先日、カナダのトロント大学に娘さんを留学させた友人と話す機会があった。その時、友人が言うには、娘の専攻が“Arts and System”と言うことで嘆いていた。多分、この友人は、この学科が目指す学問の先見性と先進性を理解出来なかった故に、この嘆きの言葉になったものと想像できる。因みに、この友人はシステム工学を生業としている。不幸なことに、この友人は“娘が父親を完全に超越している”ことに気付いていない。この様な情景は、今や、日本では驚きに値しない位当たり前になっている。
 言うまでもなく、芸術とシステムはある意味で対極にある学問である。芸術は感性を基軸にし、システムは論理を基軸にしている。芸術とシステムの統合は、感性と論理の統合を意味する。既に、トロント大学では感性と論理を統合した学問の追究が始まっている。この背景には、論理の塊であるシステム論だけでは解決出来ない事態が生じていることを想起させる。すなわち、これは複雑問題への解答のために、感性の活用が必要になったことを意味する。
 翻って、このアナロジーでPMの現状を観察すると、論理とシステムの塊である米国産のPMBOKがグローバリゼーションの波に乗って世界を席巻している。PMBOKは、要素分解論に基づくシステム論がその中心にあり、極めて論理的である。しかし、システム的であり論理的であることが、強みでもあるが弱点でもある。論理とシステムは所詮手段であり、目的にはなり得ない。このため、PMBOKの体系では、目的を与えるオーナーの存在がPM外に想定されている。PMを取り仕切るプロジェクトマネジャーは、目的と言う土俵を限定され、その中で戦略を練り、PMBOKが準備した知識と道具を使って、目的達成に力を傾注する。従って、目的と言う土俵が与えられる場合には極めて強力かつ有効である。しかし、土俵を規定するのは、オーナーと言われる“主人=発注者”の意向や要求である。それは、常にオーナーの意を受けた“受動的な体系”になっている。

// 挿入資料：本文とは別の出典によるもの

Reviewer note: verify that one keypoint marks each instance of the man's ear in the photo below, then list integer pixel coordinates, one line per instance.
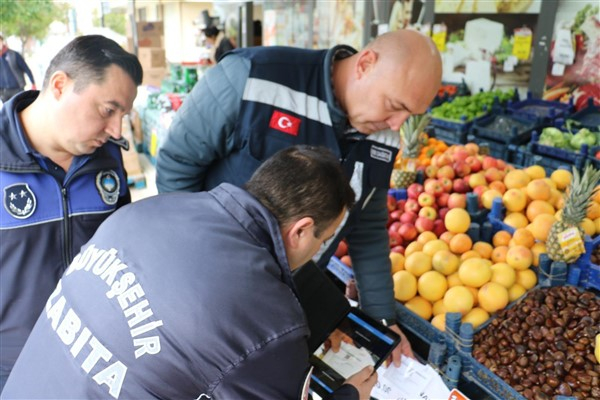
(298, 231)
(365, 63)
(58, 83)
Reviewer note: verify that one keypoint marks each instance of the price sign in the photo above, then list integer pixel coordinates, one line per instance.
(522, 43)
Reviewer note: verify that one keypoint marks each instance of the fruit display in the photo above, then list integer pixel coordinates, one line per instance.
(546, 344)
(580, 194)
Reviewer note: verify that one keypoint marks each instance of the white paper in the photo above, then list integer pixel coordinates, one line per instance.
(412, 380)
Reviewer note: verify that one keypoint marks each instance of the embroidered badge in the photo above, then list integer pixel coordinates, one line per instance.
(108, 185)
(285, 123)
(19, 200)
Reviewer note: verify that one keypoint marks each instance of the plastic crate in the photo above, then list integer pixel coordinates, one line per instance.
(504, 128)
(543, 111)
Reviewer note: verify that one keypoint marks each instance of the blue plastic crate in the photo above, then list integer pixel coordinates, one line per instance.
(543, 111)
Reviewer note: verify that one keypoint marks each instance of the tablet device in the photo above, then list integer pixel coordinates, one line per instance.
(364, 341)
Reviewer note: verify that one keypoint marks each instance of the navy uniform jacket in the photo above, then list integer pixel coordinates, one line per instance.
(259, 100)
(178, 296)
(44, 222)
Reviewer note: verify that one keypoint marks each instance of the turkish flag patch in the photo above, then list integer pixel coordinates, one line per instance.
(285, 123)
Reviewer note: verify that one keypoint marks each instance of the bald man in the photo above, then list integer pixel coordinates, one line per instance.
(258, 100)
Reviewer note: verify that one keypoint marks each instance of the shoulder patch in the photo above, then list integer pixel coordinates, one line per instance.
(19, 200)
(108, 185)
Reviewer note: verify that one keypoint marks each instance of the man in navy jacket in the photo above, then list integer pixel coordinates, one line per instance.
(60, 177)
(258, 100)
(190, 295)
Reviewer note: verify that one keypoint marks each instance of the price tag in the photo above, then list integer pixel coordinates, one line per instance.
(439, 36)
(522, 43)
(570, 243)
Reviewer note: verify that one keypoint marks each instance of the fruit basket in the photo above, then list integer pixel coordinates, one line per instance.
(542, 111)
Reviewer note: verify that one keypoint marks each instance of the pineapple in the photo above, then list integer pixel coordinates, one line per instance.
(580, 193)
(410, 146)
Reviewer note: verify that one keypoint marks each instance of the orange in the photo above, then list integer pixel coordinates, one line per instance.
(501, 238)
(538, 189)
(514, 199)
(457, 220)
(460, 243)
(537, 207)
(499, 254)
(523, 237)
(519, 257)
(516, 179)
(484, 249)
(425, 237)
(418, 263)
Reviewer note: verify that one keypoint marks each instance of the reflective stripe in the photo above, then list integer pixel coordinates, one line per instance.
(267, 92)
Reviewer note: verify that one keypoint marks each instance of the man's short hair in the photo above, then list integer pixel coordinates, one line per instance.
(86, 58)
(303, 181)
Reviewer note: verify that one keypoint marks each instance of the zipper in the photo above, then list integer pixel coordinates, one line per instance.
(66, 228)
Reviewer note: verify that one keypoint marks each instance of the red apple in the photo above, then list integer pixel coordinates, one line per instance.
(431, 171)
(423, 224)
(474, 163)
(341, 250)
(442, 212)
(460, 186)
(433, 187)
(442, 200)
(413, 190)
(428, 212)
(408, 217)
(446, 172)
(426, 199)
(461, 168)
(438, 227)
(391, 203)
(408, 232)
(457, 200)
(412, 205)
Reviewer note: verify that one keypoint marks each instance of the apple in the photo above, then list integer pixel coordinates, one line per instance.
(426, 199)
(474, 163)
(442, 200)
(413, 190)
(461, 168)
(341, 250)
(446, 184)
(423, 224)
(442, 212)
(439, 227)
(489, 162)
(412, 205)
(395, 215)
(460, 186)
(398, 249)
(446, 172)
(408, 232)
(431, 171)
(457, 200)
(477, 179)
(433, 187)
(391, 203)
(492, 174)
(428, 212)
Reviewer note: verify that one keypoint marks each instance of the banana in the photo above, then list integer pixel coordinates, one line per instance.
(597, 352)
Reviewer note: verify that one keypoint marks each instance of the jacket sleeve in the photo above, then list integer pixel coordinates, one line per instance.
(202, 130)
(368, 246)
(276, 371)
(24, 67)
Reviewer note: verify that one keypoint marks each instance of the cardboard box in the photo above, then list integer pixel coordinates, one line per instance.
(154, 76)
(152, 57)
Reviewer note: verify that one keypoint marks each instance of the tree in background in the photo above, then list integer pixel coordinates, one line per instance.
(30, 19)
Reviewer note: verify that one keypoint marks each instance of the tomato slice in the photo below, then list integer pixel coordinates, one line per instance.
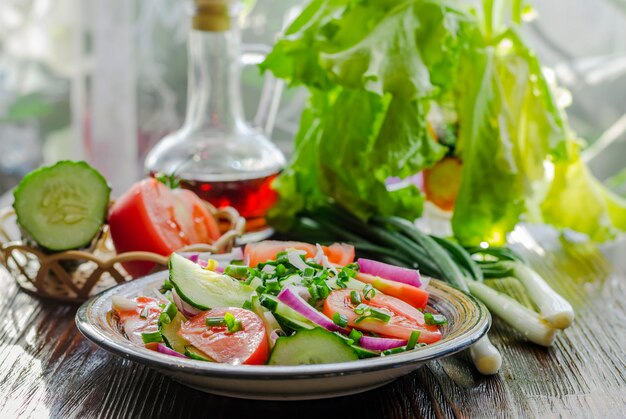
(338, 253)
(405, 318)
(153, 218)
(246, 346)
(417, 297)
(134, 324)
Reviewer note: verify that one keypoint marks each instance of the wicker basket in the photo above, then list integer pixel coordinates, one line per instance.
(76, 275)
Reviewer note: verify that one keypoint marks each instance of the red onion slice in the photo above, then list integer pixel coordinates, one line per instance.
(297, 303)
(380, 344)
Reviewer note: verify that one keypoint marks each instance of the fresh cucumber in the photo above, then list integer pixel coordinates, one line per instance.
(170, 334)
(285, 315)
(195, 353)
(316, 346)
(204, 289)
(63, 206)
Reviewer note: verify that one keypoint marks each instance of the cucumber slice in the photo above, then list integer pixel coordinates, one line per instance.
(62, 206)
(170, 334)
(316, 346)
(205, 289)
(195, 353)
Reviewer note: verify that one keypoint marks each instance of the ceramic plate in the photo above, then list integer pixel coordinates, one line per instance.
(468, 320)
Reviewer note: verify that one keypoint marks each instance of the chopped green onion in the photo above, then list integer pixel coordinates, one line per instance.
(144, 313)
(152, 337)
(280, 270)
(340, 320)
(355, 297)
(361, 309)
(232, 323)
(164, 318)
(323, 291)
(272, 285)
(380, 314)
(369, 292)
(170, 310)
(413, 340)
(314, 292)
(435, 319)
(355, 335)
(268, 303)
(215, 321)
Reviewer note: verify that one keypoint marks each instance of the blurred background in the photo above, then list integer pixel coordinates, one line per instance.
(104, 80)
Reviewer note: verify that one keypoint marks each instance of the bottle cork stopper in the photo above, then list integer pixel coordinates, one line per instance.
(212, 15)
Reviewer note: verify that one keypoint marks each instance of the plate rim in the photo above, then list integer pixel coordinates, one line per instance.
(124, 348)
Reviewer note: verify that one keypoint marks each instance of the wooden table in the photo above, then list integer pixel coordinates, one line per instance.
(47, 369)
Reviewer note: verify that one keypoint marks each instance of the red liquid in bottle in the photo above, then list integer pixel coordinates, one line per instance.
(251, 197)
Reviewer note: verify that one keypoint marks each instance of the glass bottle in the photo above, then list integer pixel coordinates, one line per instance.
(216, 153)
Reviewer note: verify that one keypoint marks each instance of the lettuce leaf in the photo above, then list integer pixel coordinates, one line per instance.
(374, 69)
(366, 120)
(578, 201)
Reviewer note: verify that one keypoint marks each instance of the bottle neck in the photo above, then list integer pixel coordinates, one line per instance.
(213, 85)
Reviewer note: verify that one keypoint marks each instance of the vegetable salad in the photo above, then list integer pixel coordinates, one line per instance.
(285, 303)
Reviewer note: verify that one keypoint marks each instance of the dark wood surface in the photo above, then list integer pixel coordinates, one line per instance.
(47, 369)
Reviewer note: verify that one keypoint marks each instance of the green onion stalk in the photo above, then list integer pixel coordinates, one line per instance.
(397, 241)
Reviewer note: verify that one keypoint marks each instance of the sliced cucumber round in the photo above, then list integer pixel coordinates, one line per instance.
(62, 206)
(316, 346)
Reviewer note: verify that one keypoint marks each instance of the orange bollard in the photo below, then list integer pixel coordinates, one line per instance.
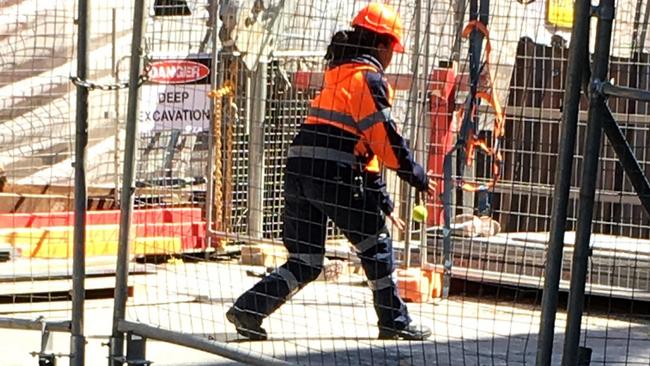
(414, 284)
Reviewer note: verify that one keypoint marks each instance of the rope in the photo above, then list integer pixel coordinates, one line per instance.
(217, 95)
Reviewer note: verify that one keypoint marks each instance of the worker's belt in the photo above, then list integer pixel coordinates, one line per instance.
(322, 153)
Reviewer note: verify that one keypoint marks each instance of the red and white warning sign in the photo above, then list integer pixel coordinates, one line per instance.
(175, 96)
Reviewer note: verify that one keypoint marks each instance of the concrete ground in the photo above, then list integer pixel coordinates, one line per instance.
(328, 323)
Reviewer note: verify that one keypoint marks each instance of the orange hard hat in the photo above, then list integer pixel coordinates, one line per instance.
(381, 19)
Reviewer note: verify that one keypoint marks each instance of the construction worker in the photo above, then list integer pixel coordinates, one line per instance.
(348, 126)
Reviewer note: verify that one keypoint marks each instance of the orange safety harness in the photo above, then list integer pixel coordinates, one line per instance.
(473, 141)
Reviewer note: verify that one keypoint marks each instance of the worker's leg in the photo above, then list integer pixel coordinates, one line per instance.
(304, 237)
(362, 223)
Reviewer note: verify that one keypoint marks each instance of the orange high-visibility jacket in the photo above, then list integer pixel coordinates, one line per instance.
(356, 98)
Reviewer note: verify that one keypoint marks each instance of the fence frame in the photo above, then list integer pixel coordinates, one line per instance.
(599, 120)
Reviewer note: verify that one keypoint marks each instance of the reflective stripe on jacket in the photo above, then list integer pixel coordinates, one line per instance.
(357, 99)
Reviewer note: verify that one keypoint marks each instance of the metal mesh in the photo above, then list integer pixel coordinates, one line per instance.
(210, 194)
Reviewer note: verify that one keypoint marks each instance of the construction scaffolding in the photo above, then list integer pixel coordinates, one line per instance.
(156, 192)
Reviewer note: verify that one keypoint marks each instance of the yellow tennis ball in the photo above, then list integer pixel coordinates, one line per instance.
(419, 213)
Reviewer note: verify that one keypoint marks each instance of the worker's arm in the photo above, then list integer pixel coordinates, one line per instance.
(384, 140)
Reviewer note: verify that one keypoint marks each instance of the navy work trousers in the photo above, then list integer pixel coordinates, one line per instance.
(309, 201)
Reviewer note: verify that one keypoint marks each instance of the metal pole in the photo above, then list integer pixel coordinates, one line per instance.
(217, 79)
(593, 145)
(116, 344)
(77, 339)
(116, 162)
(241, 354)
(621, 91)
(413, 112)
(628, 161)
(256, 153)
(423, 141)
(29, 324)
(578, 55)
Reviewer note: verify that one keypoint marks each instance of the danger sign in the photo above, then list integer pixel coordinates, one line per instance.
(175, 96)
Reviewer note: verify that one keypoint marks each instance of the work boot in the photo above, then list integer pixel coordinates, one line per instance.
(410, 333)
(246, 324)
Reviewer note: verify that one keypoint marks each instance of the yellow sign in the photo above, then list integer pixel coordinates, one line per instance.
(560, 13)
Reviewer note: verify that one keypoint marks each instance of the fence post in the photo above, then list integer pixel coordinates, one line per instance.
(116, 344)
(77, 339)
(256, 153)
(578, 55)
(593, 145)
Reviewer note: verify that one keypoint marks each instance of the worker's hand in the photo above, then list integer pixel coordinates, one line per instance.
(431, 189)
(397, 222)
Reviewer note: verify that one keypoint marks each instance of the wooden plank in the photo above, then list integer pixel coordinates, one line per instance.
(500, 278)
(185, 215)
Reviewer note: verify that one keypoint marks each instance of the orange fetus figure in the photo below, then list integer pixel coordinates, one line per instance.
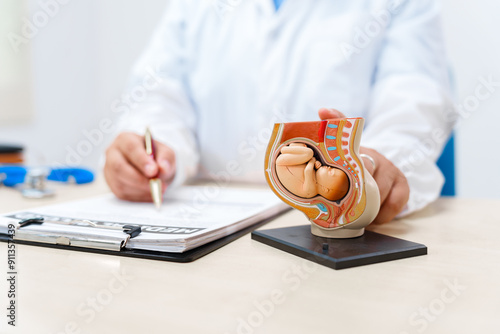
(302, 175)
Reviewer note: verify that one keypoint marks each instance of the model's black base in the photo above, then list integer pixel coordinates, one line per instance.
(339, 253)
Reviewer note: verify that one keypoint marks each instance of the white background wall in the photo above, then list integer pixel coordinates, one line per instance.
(82, 57)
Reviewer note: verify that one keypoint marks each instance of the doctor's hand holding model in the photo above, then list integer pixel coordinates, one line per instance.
(219, 74)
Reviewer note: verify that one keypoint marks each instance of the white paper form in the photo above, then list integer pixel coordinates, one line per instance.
(189, 217)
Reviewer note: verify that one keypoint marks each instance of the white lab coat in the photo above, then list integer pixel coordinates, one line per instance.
(226, 70)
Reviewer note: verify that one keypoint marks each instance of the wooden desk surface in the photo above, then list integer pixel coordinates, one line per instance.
(248, 287)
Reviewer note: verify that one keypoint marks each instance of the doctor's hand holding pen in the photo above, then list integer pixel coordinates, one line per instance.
(129, 169)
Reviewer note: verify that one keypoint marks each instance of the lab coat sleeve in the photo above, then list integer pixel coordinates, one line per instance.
(157, 95)
(411, 113)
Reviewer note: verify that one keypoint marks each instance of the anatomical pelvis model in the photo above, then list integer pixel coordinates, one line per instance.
(315, 167)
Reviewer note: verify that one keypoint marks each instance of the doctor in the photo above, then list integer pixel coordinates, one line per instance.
(226, 70)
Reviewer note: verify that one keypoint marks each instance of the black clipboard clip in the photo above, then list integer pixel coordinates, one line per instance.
(104, 242)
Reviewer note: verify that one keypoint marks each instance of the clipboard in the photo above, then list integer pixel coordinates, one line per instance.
(185, 257)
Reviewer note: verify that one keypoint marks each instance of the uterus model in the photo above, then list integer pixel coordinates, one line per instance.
(315, 167)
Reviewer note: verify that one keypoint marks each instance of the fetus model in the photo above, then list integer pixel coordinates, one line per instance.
(315, 167)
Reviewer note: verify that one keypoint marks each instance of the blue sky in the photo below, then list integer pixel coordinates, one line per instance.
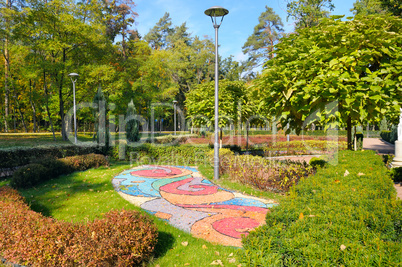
(236, 27)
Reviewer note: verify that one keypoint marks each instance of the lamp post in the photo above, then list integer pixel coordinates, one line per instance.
(174, 121)
(74, 75)
(397, 160)
(215, 13)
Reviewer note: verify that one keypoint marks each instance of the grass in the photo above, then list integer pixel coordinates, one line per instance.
(84, 196)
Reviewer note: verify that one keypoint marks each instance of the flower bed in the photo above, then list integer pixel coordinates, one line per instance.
(121, 238)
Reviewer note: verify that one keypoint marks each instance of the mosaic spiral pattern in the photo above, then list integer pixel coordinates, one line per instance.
(181, 196)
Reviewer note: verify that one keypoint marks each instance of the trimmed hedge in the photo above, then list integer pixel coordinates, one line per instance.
(264, 174)
(49, 168)
(20, 156)
(151, 154)
(390, 136)
(345, 215)
(121, 238)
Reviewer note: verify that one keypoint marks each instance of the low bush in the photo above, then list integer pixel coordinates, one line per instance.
(345, 215)
(317, 162)
(396, 174)
(265, 174)
(152, 153)
(20, 156)
(84, 162)
(306, 147)
(390, 136)
(121, 238)
(359, 141)
(49, 168)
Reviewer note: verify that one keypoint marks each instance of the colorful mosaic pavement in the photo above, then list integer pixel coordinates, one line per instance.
(181, 196)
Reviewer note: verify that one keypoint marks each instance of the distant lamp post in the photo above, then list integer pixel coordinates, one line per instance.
(174, 121)
(72, 76)
(397, 160)
(215, 13)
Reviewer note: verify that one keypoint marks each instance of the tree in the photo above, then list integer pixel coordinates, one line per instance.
(156, 37)
(307, 13)
(393, 6)
(344, 72)
(233, 103)
(367, 7)
(100, 111)
(132, 127)
(266, 34)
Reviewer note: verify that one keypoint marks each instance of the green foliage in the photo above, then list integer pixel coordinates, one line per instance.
(121, 238)
(307, 13)
(28, 176)
(132, 127)
(20, 156)
(333, 218)
(367, 7)
(317, 162)
(335, 72)
(157, 36)
(266, 34)
(49, 168)
(102, 135)
(233, 103)
(359, 140)
(171, 154)
(307, 147)
(396, 174)
(393, 6)
(264, 174)
(390, 136)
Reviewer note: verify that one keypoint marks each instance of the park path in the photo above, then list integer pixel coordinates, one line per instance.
(184, 198)
(382, 147)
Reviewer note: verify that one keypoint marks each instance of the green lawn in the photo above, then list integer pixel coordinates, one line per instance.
(83, 196)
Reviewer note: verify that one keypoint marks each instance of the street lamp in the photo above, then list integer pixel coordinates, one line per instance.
(174, 121)
(74, 75)
(216, 12)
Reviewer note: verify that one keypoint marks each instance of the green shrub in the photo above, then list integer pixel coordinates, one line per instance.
(264, 174)
(317, 162)
(333, 219)
(390, 136)
(121, 238)
(49, 168)
(153, 153)
(20, 156)
(28, 176)
(359, 140)
(396, 174)
(306, 147)
(84, 162)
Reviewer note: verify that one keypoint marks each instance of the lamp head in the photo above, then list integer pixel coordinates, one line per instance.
(216, 12)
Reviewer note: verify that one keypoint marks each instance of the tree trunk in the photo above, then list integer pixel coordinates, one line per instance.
(19, 111)
(349, 133)
(61, 102)
(6, 74)
(32, 105)
(47, 104)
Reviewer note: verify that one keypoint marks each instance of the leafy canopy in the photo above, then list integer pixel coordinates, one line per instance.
(339, 69)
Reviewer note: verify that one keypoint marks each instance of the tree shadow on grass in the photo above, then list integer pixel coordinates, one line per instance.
(165, 243)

 しかし、PMの外の世界では、グローバル化により新しい商品や事業の創造が一層求められている。この様な潮流の中で、PMもオーナーからの一声を待っている受動的PMから創造に応えられる能動的PMの構築が求められるのは、自然の流れである。
 この流れの変化を受けて、米国のPMBOK体系の限界を克服する体系として編み出されたのがP2M体系である。P2M体系の本来目指すべき所は、PMBOKの“要素分解論”の限界を“要素統合論”で超克することにある。にもかかわらず、P2Mの現状は、PMBOKの分野に片足を入れながら、もう一方の片足で新たな土台を探している姿を想起させる。もっと、P2Mが得意と称しているプログラムマネイジメントとそれを支えている“統合の分野”に力を集中することが重要と思料する。なぜなら、“統合の分野”は、要素分解の分野とは比べものにならないくらい多元的な複雑系の世界であり、突き詰めていくと“人間の感性の世界”と深く関わる世界と考えるからである。
 もし、P2Mがこの人間の感性の世界を超克した暁には、荒涼とした論理のPMBOK体系に感性豊かなP2M体系を統合できることになれば、“品格のあるPM体系”の出現が可能なのではないかと夢見るのは筆者のみではないと確信しているからである。